To build the S3 Resource Plugin, you will need to have:

 - the iRODS Development Tools (irods-dev and irods-runtime) installed for your platform
     http://irods.org/download

 - libxml2-dev / libxml2-devel

 - libcurl4-gnutls-dev / curl-devel

 - libs3 installed for your platform
     https://github.com/irods/libs3


To use this resource plugin:

  irods@hostname $ iadmin mkresc compResc compound
  irods@hostname $ iadmin mkresc cacheResc unixfilesystem <hostname>:</full/path/to/Vault>
  irods@hostname $ iadmin mkresc archiveResc s3 <hostname>:/<s3BucketName>/irods/Vault "S3_DEFAULT_HOSTNAME=s3.amazonaws.com;S3_AUTH_FILE=</full/path/to/AWS.keypair>;S3_RETRY_COUNT=<num reconn tries>;S3_WAIT_TIME_SEC=<wait between retries>;S3_PROTO=<HTTP|HTTPS>"
  irods@hostname $ iadmin addchildtoresc compResc cacheResc cache
  irods@hostname $ iadmin addchildtoresc compResc archiveResc archive
  irods@hostname $ iput -R compResc foo.txt

The AWS/S3 keypair file should have two values (Access Key ID and Secret Access Key):

  AKDJFH4KJHFCIOBJ5SLK
  rlgjolivb7293r928vu98n498ur92jfgsdkjfh8e

You may specify more than one host:IP as the S3_DEFAULT_HOSTNAME by listing them with a comma (,) between them:
ex:  S3_DEFAULT_HOSTNAME=192.168.122.128:443,192.168.122.129:443,192.168.122.130:443

To control multipart uploads, add the resource variables "S3_MPU_CHUNK" and "S3_MPU_THREADS" to the creation line.
* S3_MPU_CHUNK is the size of each part to be uploaded in parallel (in MB, default is 5MB).  Objects smaller than this will be uploaded with standard PUTs.
* S3_MPU_THREADS is the number of parts to upload in parallel (only under Linux, default is 10).  On non-Linux OSes, this parameter is ignored and multipart uploads are performed sequentially.

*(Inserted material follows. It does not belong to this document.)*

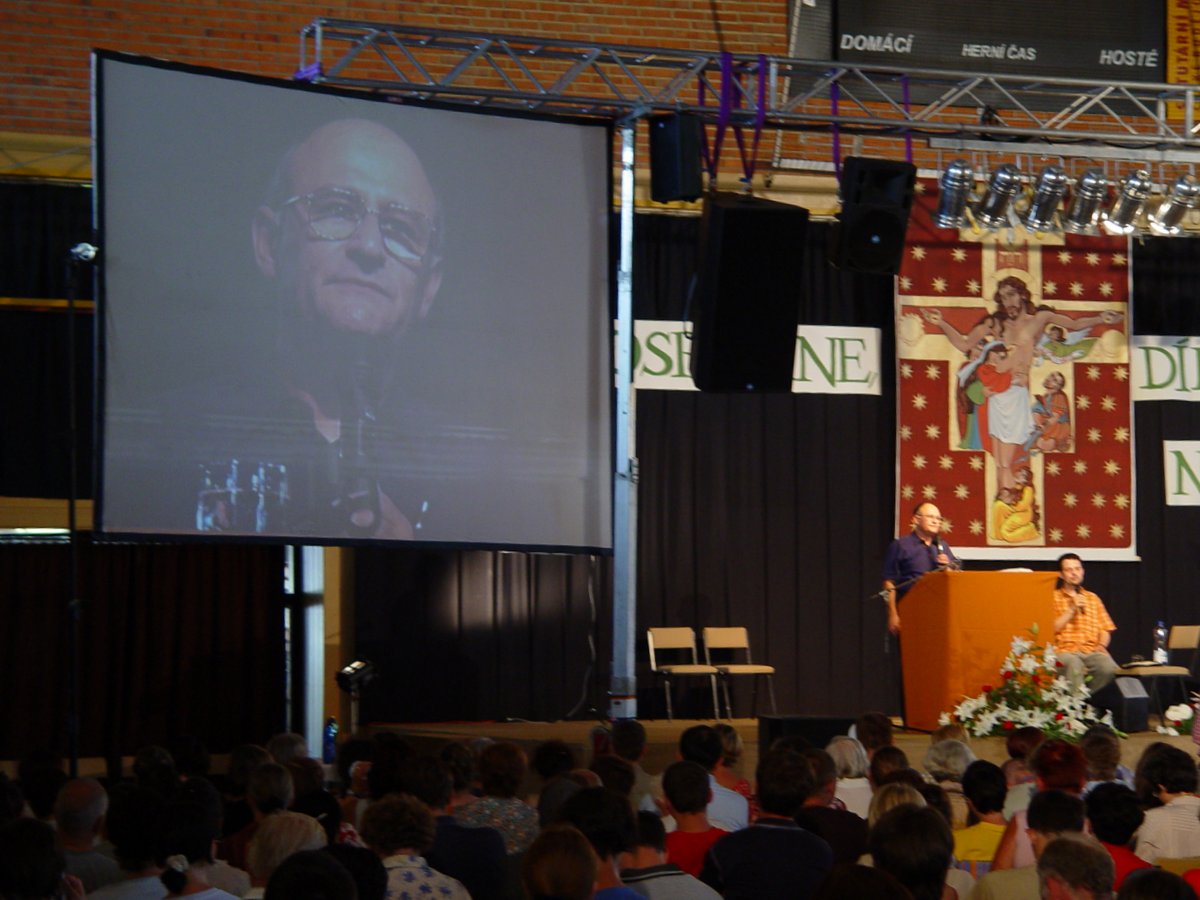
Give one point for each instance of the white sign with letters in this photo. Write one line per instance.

To ensure end-to-end data integrity, MD5 checksums can be calculated and used for S3 uploads.  Note that this requires 2x the disk IO (because the file must first be read to calculate the MD5 before the S3 upload can start) and a corresponding increase in CPU usage
S3_ENABLE_MD5=[0|1]  (default is 0, off)

S3 server side encryption can be enabled using the parameter S3_SERVER_ENCRYPT=[0|1] (default=0=off).  This is not the same as HTTPS, and implies that the data will be stored on disk encrypted.  To encrypt during the network transport to S3, please use S3_PROTO=HTTPS (the default)

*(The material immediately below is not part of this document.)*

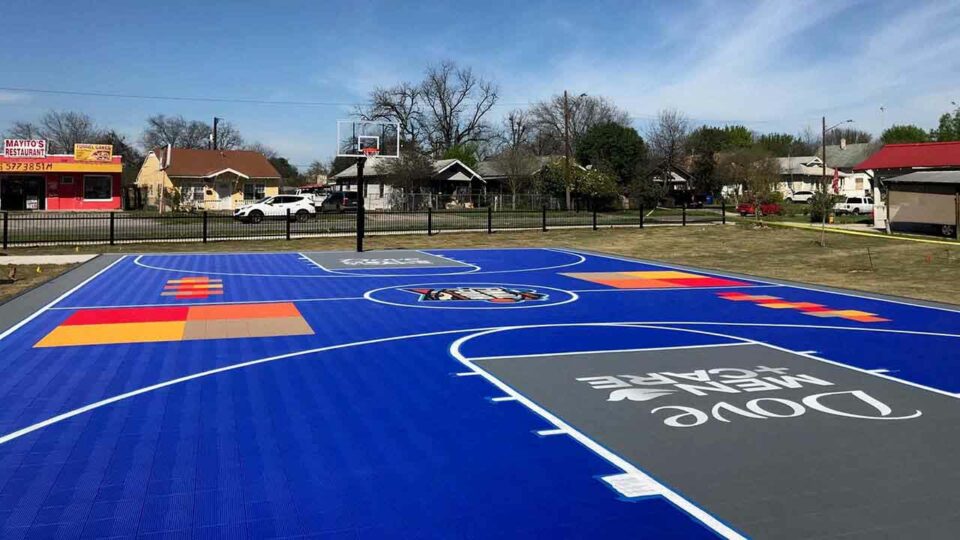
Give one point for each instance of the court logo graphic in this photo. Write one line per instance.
(686, 391)
(493, 295)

Using this plugin with the AWS assume role (ARN) functionality (AWS only)
--------------------------------------------

AWS allows a resource owner to provide access to objects in a bucket by mapping account numbers to each other using STS acces policies.  Once these policies are in place one user can access objects from another account. For a specific example of this see https://docs.google.com/document/d/1z_WZFmc2mqPqF5hAadB1a3Nhw4dn9-c47XxIjR5-SDw.  The iRODS s3 driver has been enhanced to take advantage of this functionality. To use this functionality, follow these steps:

* If you are using Ubuntu 16, you can simply install the binaries from GitHub. The steps for this are:

* git clone https://github.com/heliumdatacommons/irods_resource_plugin_s3.git
* cd download dir/dist/xenial
* as root, copy the 2 .so files to /usr/local/lib: sudo cp *.so /usr/local/lib
* as root, install the driver:  sudo dpkg -i irods-resource-plugin-s3_2.3.0~xenial_amd64.deb
* Continue to the configuration section

* Download or build the AWS SDK. The package should be part of the irods externals repository. If not, see below.
* Download the S3 driver from the helium repo: git clone https://github.com/heliumdatacommons/irods_resource_plugin_s3.git. You'll also need all of the iRODS externals and the development package.
* Build the package: cd download dir; mkdir build && cd build; /opt/irods-externals/clang3.8-0/bin/clang/cmake -DCMAKE_C_COMPILER=/opt/irods-externals/clang3.8-0/bin/clang -DCMAKE_CXX_COMPILER=/opt/irods-externals/clang3.8-0/bin/clang++ -DCMAKE_CXX_FLAGS=-std=c++14 -DUSING_AWS_SDK_CPP:boolean=true ..; make package
* install the package using rpm or dpkg as appropriate

Configuration
--------------------------------------------
* Configure a compound resource to access the target bucket.  Here's an example of how to configure the archive resource

iadmin mkresc AWSCloudArchive-ARN-test s3 ip-172-31-43-128.ec2.internal:nih-nhgri-datacommons "S3_DEFAULT_HOSTNAME=s3.amazonaws.com;S3_AUTH_FILE=/var/lib/irods/.ssh/irods-s3-resource-1.keypair;S3_RETRY_COUNT=10;S3_WAIT_TIME_SEC=10;S3_PROTO=HTTPS;S3_ENABLE_MPU=1;S3_ENABLE_ROLE_ASSUMPTION=1;S3_ASSUME_ROLE_FILE=/etc/irods/irods-s3-arn.config"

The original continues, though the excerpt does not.